Umfassende Proteom Abdeckung
Ein bemerkenswerter Meilenstein auf dem Gebiet der Proteomik wurde kürzlich von einem internationalen Forschungsteam erreicht, an dem auch Jürgen Cox und sein Team am MPIB beteiligt waren. Das Team erreichte einen noch nie dagewesenen Abdeckungsgrad bei der Charakterisierung des gesamten menschlichen Proteoms, mit einer mittleren Sequenzabdeckung von 80 % für den Großteil der menschlichen Gene. Das Fachwissen des Teams für Computational Systems Biochemistry unter der Leitung von Jürgen Cox war hierbei entscheidend. Seine Gruppe trug durch die Analyse und Interpretation der enormen Menge von fünf Terabyte an experimentellen Daten zu der aktuellen Studie bei, was sich zuvor als erheblicher Engpass für die gesamte Initiative erwies. Diese Teamarbeit hat zusammen mit den anderen Instituten zu einem tieferen Verständnis des menschlichen Proteoms geführt, einschließlich bisher unbekannter Informationen über Aminosäuresubstitutionen und isoformspezifische Details.
Advanced Deep Proteomics
Obwohl es bereits ein Referenzproteom gibt und dieses ein wertvolles Modell für den Fortschritt der Biowissenschaften ist, besitzt in Wahrheit keine einzige Proteom-Probe seine Referenzeigenschaften. Zelllinien, Blutproben, sowie auch von Patient*innen stammendes Krebsgewebe enthalten jeweils einzigartige Aminosäureunterschiede, die von der Referenz abweichen. Um diese Unterschiede aufzudecken, hat das Team am MPIB innovative informatische Werkzeuge für die Erkennung von Aminosäurevarianten entwickelt, die sie unter dem Begriff Advanced Deep Proteomics zusammenfassen. Advanced Deep Proteomics ermöglicht es den Forscher*innen nun, genetische Unterschiede zwischen Proben zu analysieren und dadurch ein tieferes Verständnis dafür zu erlangen, wie Mutationen die Proteinexpression und -stabilität beeinflussen. Darüber hinaus schafft diese Studie einen Rahmen für die direkte Erforschung der allelspezifischen Expression, die für die Beantwortung grundlegender Fragen im Zusammenhang mit Krankheiten und der Weiterentwicklung personalisierter Medizin von entscheidender Bedeutung ist.

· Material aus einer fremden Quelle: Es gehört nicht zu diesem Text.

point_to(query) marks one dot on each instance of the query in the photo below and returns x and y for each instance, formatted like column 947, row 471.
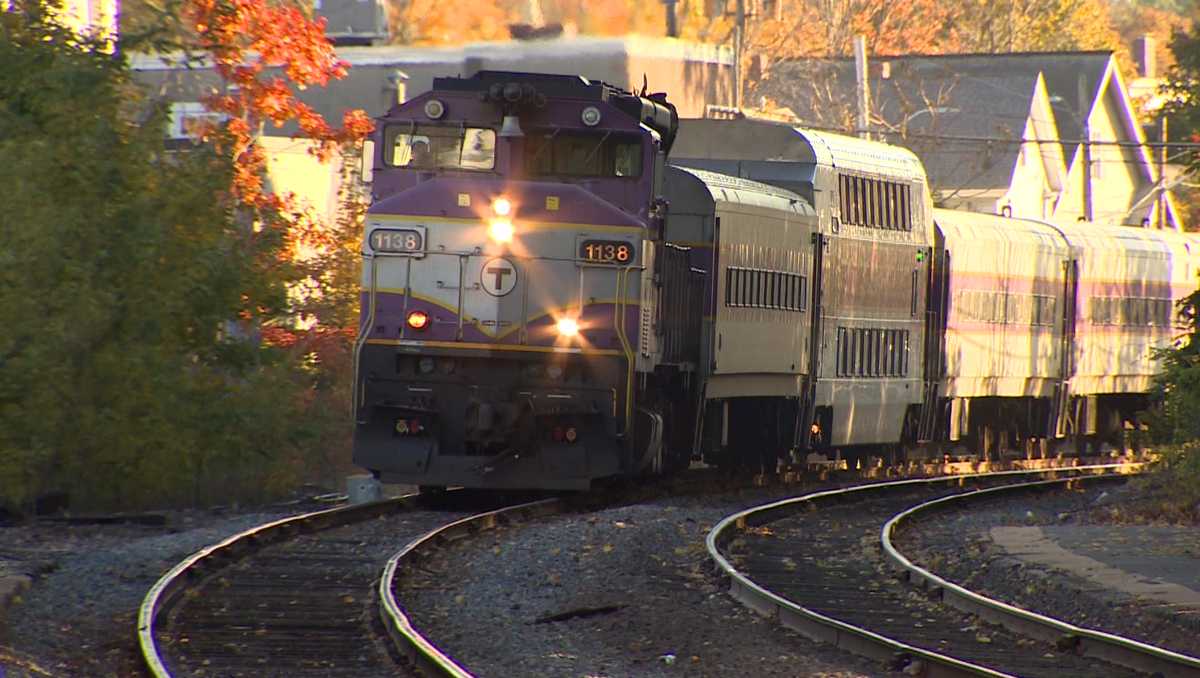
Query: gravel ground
column 79, row 617
column 618, row 592
column 958, row 547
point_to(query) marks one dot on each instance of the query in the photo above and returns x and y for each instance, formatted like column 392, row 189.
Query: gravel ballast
column 958, row 546
column 79, row 616
column 619, row 592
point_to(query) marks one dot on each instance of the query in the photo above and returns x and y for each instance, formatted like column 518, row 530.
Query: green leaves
column 129, row 375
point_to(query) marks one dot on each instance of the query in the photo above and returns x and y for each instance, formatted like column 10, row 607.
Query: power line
column 1011, row 141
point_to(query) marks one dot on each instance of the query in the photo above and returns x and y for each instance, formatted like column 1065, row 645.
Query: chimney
column 1144, row 54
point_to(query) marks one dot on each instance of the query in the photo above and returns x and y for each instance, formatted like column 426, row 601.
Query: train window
column 583, row 154
column 841, row 352
column 439, row 147
column 912, row 303
column 881, row 205
column 907, row 208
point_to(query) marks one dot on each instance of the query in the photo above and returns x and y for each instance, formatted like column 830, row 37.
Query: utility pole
column 739, row 27
column 672, row 22
column 1162, row 173
column 862, row 87
column 1085, row 126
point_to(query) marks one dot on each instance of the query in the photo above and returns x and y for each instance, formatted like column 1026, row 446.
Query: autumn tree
column 1033, row 25
column 141, row 281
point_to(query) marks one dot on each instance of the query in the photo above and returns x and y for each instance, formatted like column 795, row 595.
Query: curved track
column 1089, row 642
column 814, row 562
column 291, row 598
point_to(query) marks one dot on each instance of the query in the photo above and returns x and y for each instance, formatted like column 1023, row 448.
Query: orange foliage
column 445, row 22
column 1135, row 21
column 245, row 37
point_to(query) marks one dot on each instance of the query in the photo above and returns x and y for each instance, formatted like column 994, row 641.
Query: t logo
column 498, row 276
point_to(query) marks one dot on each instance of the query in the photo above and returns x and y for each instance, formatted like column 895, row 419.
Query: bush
column 132, row 295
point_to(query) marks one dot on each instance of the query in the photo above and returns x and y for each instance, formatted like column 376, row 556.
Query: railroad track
column 307, row 595
column 817, row 565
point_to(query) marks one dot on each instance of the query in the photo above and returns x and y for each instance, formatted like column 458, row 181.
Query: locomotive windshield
column 439, row 147
column 583, row 154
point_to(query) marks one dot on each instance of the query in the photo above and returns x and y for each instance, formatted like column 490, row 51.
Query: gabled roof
column 964, row 99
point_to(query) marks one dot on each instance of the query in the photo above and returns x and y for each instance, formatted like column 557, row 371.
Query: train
column 565, row 282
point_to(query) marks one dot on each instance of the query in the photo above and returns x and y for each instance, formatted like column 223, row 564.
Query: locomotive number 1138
column 397, row 240
column 606, row 251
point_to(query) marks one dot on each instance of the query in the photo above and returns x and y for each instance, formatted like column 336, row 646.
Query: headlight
column 418, row 319
column 435, row 109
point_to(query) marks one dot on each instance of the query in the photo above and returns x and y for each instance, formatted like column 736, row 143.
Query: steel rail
column 1087, row 642
column 827, row 629
column 173, row 583
column 420, row 651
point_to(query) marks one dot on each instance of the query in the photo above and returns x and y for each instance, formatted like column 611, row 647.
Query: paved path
column 1153, row 564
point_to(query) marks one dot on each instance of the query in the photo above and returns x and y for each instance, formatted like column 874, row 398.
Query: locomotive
column 547, row 301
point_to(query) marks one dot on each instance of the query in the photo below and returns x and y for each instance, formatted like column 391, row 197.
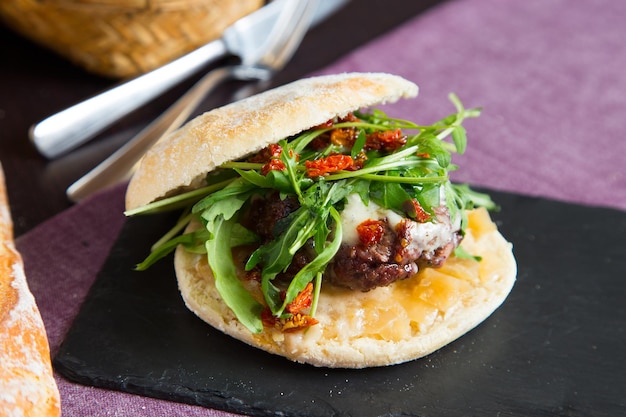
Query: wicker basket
column 122, row 38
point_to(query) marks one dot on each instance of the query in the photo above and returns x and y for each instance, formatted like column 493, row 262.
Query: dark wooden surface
column 35, row 83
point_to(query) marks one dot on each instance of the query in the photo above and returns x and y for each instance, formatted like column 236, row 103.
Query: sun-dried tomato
column 274, row 164
column 331, row 163
column 387, row 140
column 298, row 321
column 344, row 137
column 268, row 319
column 370, row 231
column 264, row 155
column 302, row 301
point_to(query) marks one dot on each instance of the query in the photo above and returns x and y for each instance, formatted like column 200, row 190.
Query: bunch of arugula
column 417, row 170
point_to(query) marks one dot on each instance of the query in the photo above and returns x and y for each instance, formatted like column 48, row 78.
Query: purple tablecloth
column 548, row 73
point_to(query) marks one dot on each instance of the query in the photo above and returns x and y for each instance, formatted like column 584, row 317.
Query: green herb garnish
column 415, row 170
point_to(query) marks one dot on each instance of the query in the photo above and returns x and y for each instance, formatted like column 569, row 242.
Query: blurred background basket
column 122, row 38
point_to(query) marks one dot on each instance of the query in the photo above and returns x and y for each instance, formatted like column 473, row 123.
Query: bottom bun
column 388, row 325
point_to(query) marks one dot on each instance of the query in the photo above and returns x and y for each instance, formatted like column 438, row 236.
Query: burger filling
column 359, row 202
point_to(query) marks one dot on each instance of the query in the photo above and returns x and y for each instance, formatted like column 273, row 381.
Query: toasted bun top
column 388, row 325
column 182, row 159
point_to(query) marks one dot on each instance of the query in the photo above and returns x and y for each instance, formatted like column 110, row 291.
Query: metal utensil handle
column 120, row 165
column 77, row 124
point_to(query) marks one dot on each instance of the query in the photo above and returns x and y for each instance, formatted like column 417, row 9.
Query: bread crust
column 182, row 159
column 407, row 320
column 27, row 385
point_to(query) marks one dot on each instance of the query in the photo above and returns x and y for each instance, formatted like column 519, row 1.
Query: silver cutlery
column 298, row 15
column 81, row 122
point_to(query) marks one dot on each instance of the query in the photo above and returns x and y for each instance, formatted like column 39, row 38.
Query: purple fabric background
column 550, row 75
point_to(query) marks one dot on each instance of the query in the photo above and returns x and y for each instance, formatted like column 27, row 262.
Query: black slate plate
column 556, row 347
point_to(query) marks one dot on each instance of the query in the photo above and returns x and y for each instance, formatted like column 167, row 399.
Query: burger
column 320, row 229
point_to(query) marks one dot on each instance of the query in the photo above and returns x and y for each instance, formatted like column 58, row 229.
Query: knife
column 79, row 123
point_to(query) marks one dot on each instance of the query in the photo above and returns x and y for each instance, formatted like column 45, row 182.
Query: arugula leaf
column 417, row 170
column 234, row 294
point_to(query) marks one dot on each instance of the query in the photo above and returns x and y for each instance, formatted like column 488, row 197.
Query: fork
column 285, row 39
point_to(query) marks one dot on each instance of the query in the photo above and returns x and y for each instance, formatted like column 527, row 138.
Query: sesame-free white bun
column 181, row 160
column 388, row 325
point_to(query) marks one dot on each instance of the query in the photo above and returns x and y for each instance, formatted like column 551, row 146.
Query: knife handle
column 77, row 124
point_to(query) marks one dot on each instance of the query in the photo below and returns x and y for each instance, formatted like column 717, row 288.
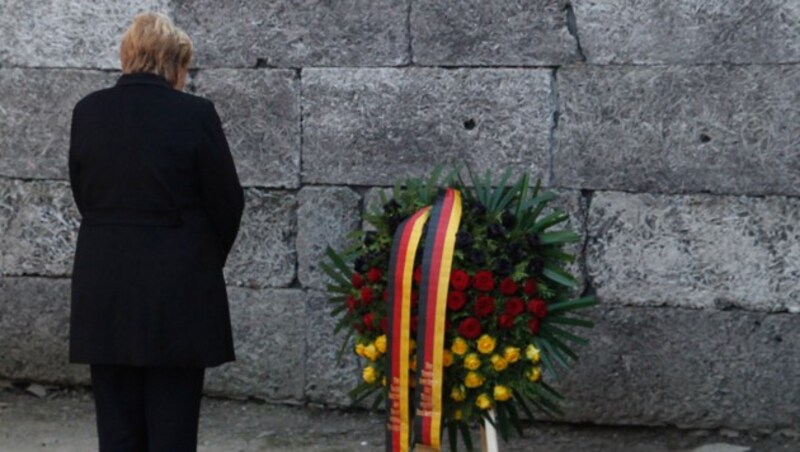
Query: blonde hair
column 154, row 44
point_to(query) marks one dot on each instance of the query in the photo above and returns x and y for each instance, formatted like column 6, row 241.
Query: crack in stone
column 572, row 28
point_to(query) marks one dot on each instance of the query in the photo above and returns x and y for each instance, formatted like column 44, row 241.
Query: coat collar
column 145, row 78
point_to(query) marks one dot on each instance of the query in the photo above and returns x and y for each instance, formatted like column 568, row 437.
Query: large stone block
column 34, row 329
column 38, row 228
column 695, row 251
column 260, row 111
column 687, row 31
column 264, row 253
column 328, row 380
column 486, row 33
column 54, row 33
column 688, row 368
column 374, row 126
column 36, row 107
column 679, row 129
column 269, row 336
column 325, row 216
column 296, row 33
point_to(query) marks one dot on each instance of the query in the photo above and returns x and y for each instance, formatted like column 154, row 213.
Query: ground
column 63, row 420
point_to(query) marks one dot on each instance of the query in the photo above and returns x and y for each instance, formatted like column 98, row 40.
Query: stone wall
column 670, row 127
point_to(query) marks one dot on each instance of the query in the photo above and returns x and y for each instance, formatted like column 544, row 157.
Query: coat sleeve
column 74, row 167
column 222, row 193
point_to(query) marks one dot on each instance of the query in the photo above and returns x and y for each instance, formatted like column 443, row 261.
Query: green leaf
column 559, row 276
column 559, row 237
column 578, row 303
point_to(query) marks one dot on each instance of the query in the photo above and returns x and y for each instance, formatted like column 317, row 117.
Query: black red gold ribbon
column 436, row 265
column 401, row 270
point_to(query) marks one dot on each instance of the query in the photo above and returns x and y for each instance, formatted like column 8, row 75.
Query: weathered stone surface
column 34, row 327
column 657, row 366
column 324, row 218
column 685, row 31
column 260, row 111
column 695, row 251
column 67, row 34
column 264, row 253
column 327, row 381
column 374, row 126
column 38, row 228
column 269, row 336
column 479, row 32
column 36, row 111
column 679, row 129
column 296, row 33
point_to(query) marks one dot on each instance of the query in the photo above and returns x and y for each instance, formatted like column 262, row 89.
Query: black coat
column 161, row 203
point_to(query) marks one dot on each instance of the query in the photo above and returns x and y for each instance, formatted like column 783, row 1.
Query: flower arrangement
column 508, row 305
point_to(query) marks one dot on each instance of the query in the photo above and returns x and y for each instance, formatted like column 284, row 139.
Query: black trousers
column 147, row 409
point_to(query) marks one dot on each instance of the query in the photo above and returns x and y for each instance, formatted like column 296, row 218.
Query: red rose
column 470, row 328
column 514, row 307
column 459, row 279
column 533, row 325
column 351, row 303
column 530, row 287
column 374, row 275
column 506, row 321
column 366, row 294
column 484, row 281
column 456, row 300
column 538, row 308
column 484, row 306
column 508, row 286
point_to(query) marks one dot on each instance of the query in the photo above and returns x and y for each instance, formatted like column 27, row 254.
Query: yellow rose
column 371, row 352
column 369, row 374
column 533, row 353
column 511, row 354
column 473, row 380
column 534, row 374
column 458, row 393
column 459, row 346
column 499, row 363
column 472, row 362
column 447, row 358
column 380, row 343
column 483, row 402
column 485, row 344
column 502, row 393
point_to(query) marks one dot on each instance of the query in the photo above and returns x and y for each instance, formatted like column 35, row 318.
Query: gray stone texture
column 698, row 251
column 324, row 218
column 38, row 228
column 374, row 126
column 260, row 111
column 52, row 33
column 684, row 367
column 328, row 381
column 679, row 129
column 687, row 31
column 264, row 253
column 269, row 336
column 35, row 116
column 294, row 33
column 34, row 327
column 500, row 33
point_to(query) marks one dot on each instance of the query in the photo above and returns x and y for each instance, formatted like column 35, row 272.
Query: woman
column 160, row 203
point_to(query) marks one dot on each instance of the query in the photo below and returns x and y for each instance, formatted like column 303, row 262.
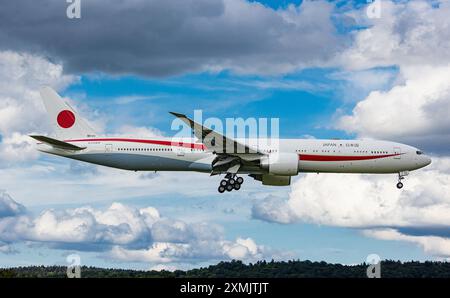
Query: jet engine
column 280, row 164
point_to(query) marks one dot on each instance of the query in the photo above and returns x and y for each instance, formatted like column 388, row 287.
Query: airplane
column 271, row 163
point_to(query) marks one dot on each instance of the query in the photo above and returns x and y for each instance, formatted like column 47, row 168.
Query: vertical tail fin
column 66, row 123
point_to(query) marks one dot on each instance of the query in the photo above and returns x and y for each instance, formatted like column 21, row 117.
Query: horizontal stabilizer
column 57, row 143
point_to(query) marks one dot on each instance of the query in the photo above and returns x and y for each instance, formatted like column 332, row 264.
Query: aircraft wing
column 231, row 154
column 57, row 143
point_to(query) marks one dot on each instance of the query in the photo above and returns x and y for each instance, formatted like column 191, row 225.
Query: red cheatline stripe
column 312, row 157
column 154, row 142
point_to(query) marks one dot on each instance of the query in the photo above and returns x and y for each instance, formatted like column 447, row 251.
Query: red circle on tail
column 66, row 119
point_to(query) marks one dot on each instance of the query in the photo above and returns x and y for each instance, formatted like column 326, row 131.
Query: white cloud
column 433, row 245
column 413, row 36
column 123, row 233
column 9, row 207
column 415, row 111
column 370, row 202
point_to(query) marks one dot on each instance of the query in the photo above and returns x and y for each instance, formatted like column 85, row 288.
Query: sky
column 325, row 69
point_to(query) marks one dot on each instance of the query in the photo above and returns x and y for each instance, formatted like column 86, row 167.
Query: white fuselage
column 165, row 154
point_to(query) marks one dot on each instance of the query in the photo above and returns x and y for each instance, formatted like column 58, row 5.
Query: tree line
column 261, row 269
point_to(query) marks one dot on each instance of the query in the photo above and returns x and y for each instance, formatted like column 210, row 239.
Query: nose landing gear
column 230, row 182
column 401, row 176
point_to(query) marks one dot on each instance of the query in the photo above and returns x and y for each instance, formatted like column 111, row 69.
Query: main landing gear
column 230, row 182
column 401, row 176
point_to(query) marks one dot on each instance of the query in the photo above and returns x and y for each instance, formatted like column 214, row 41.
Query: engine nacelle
column 282, row 164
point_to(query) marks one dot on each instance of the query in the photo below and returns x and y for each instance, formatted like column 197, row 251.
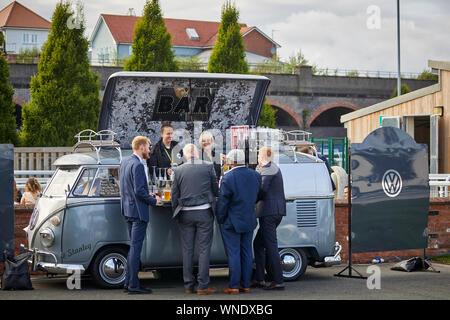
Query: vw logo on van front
column 392, row 183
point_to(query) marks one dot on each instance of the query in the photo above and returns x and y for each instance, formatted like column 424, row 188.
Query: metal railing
column 42, row 176
column 38, row 158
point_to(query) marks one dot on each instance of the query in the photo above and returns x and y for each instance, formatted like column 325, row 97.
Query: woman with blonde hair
column 208, row 152
column 32, row 190
column 17, row 193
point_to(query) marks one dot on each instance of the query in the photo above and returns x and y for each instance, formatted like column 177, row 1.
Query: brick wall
column 438, row 227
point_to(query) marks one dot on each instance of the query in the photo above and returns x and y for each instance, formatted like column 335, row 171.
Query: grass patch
column 442, row 259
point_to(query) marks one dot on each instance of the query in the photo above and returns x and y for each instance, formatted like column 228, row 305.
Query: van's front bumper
column 56, row 268
column 51, row 267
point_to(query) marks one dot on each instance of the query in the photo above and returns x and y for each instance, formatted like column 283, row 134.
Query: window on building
column 192, row 34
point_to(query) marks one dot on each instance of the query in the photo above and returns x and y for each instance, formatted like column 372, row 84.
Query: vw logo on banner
column 392, row 183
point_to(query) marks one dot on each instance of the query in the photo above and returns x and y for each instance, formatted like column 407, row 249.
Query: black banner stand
column 349, row 196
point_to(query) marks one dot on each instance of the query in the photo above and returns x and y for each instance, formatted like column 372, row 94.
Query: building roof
column 122, row 30
column 436, row 65
column 15, row 15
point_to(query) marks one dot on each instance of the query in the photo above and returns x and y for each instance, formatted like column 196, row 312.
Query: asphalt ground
column 315, row 284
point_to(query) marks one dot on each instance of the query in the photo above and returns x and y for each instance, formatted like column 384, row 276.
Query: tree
column 404, row 89
column 64, row 93
column 152, row 48
column 8, row 132
column 267, row 117
column 228, row 55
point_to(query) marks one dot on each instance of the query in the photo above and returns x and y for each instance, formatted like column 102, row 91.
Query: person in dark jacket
column 162, row 155
column 134, row 202
column 270, row 209
column 194, row 192
column 208, row 153
column 236, row 215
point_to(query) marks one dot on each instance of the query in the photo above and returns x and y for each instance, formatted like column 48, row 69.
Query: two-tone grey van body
column 77, row 224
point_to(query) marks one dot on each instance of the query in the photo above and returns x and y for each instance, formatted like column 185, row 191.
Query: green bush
column 64, row 93
column 152, row 48
column 228, row 55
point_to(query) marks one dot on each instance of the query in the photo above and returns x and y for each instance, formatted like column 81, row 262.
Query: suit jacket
column 237, row 197
column 271, row 199
column 134, row 193
column 194, row 184
column 158, row 157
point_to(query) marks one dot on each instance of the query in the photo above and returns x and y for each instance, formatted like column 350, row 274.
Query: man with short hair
column 162, row 155
column 236, row 214
column 270, row 209
column 134, row 201
column 194, row 192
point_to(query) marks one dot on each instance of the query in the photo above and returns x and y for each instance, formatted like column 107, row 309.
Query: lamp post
column 399, row 80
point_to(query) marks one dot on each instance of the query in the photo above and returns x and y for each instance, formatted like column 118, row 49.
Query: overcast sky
column 344, row 34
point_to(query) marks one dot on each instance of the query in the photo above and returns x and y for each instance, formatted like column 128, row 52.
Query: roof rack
column 96, row 141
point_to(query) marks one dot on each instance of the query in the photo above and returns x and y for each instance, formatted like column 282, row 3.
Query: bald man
column 194, row 192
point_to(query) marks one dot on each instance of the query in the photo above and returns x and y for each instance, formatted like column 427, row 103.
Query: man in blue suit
column 270, row 209
column 236, row 215
column 134, row 201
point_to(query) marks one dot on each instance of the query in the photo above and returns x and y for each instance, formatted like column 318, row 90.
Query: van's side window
column 85, row 183
column 106, row 183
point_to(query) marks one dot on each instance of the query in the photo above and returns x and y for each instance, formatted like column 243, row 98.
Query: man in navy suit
column 134, row 201
column 270, row 209
column 236, row 214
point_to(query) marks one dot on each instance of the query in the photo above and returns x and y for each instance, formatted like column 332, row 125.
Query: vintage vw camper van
column 77, row 223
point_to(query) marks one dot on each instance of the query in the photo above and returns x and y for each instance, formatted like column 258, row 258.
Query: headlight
column 47, row 237
column 34, row 218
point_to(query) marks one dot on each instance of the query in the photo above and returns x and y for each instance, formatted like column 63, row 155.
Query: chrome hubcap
column 291, row 262
column 112, row 268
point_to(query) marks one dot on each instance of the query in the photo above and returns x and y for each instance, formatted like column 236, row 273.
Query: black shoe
column 139, row 291
column 257, row 284
column 274, row 286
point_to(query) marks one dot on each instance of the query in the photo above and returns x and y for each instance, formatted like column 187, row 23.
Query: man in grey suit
column 194, row 192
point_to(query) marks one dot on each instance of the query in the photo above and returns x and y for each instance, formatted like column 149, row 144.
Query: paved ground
column 316, row 284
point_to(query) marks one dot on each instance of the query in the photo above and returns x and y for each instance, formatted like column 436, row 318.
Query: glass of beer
column 166, row 194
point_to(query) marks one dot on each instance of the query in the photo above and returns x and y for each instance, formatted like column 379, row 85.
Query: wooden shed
column 423, row 113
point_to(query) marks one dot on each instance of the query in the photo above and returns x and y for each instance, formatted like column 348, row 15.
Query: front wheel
column 293, row 263
column 109, row 268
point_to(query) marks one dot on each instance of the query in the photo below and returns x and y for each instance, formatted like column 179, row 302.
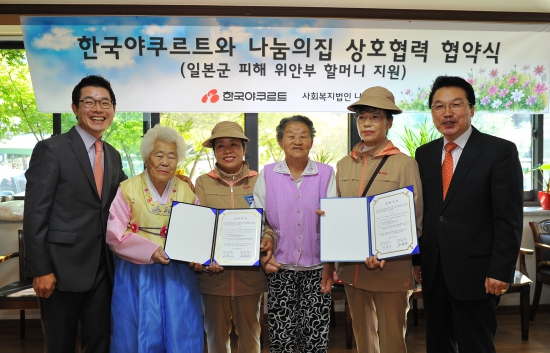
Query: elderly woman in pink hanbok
column 156, row 304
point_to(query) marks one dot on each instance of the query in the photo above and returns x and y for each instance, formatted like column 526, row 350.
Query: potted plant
column 544, row 194
column 418, row 136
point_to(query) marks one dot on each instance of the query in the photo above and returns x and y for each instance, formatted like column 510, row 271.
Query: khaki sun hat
column 377, row 97
column 225, row 129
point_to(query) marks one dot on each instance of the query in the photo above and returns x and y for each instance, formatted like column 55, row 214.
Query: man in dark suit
column 65, row 219
column 472, row 226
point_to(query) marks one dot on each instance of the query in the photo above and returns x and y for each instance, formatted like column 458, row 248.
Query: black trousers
column 452, row 324
column 61, row 312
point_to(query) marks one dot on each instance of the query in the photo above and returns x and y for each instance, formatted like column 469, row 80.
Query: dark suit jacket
column 477, row 230
column 64, row 220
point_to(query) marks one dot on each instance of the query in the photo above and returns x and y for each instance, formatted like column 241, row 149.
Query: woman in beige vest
column 230, row 293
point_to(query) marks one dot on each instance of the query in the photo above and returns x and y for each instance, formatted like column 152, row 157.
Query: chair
column 19, row 302
column 339, row 293
column 541, row 236
column 522, row 285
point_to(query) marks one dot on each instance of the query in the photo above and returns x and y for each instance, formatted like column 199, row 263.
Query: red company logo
column 212, row 95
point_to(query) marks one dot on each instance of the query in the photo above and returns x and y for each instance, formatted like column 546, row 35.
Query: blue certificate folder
column 383, row 225
column 229, row 237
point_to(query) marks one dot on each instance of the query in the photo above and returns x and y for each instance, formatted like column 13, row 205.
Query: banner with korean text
column 183, row 64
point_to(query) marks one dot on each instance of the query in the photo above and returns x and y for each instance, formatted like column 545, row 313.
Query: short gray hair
column 166, row 134
column 295, row 119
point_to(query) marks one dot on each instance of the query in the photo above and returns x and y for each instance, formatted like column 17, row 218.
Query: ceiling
column 11, row 31
column 464, row 5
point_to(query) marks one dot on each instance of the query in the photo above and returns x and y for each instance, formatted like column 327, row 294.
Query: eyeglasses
column 375, row 118
column 455, row 107
column 90, row 103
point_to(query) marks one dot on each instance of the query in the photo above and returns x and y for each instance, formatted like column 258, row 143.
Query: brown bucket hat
column 225, row 129
column 377, row 97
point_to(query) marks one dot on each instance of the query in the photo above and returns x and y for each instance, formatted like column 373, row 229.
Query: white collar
column 282, row 168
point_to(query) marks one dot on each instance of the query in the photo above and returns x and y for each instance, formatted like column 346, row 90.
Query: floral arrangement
column 544, row 181
column 496, row 91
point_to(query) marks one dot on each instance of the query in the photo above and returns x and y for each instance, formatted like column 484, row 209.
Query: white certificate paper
column 230, row 237
column 355, row 228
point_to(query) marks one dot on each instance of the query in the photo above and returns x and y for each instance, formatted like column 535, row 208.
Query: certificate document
column 355, row 228
column 229, row 237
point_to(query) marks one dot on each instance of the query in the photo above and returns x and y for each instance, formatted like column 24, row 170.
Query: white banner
column 169, row 64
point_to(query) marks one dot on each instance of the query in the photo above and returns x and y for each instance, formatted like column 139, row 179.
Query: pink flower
column 539, row 70
column 540, row 88
column 531, row 100
column 512, row 80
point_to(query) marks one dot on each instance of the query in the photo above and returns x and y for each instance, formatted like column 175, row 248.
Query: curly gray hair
column 166, row 134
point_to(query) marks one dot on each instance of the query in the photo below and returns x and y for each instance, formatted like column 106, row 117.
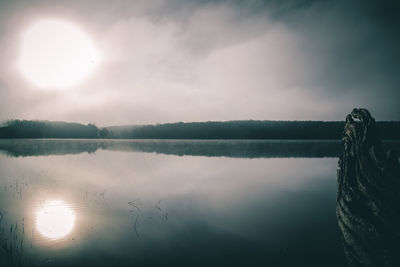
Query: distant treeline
column 192, row 130
column 47, row 129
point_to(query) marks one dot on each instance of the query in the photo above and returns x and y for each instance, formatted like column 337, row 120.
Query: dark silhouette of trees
column 192, row 130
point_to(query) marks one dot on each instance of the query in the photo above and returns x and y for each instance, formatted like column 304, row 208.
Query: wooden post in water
column 368, row 200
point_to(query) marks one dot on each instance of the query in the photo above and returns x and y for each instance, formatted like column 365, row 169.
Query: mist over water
column 134, row 207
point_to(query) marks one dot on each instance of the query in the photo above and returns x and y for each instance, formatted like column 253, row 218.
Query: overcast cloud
column 167, row 61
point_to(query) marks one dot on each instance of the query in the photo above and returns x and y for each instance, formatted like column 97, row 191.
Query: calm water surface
column 118, row 203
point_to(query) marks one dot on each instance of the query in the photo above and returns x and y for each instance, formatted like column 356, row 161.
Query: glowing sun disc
column 55, row 219
column 56, row 54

Durch die erfolgreiche Zusammenarbeit mit den Experten für alternatives Spleißen, Benjamin Blencowe von der Universität Toronto in Kanada und Robert Weatheritt vom Garvan Institute of Medical Research in Australien, hat das Team einen bahnbrechenden Meilenstein erreicht, indem es eine noch nie dagewesene Anzahl alternativer Spleißvorgänge identifiziert hat. Das Team konnte den ersten direkten Beweis erbringen, dass die meisten rahmenerhaltenden Isoformen auch übersetzt werden. Darüber hinaus führten sie eine umfassende Studie zu den Faktoren durch, die die Erkennung alternativer Spleißereignisse durch Proteomik beeinflussen. Die Ergebnisse der Studie werden künftig dazu beitragen, die Erkennung und Quantifizierung alternativer Spleißereignisse noch weiter zu optimieren.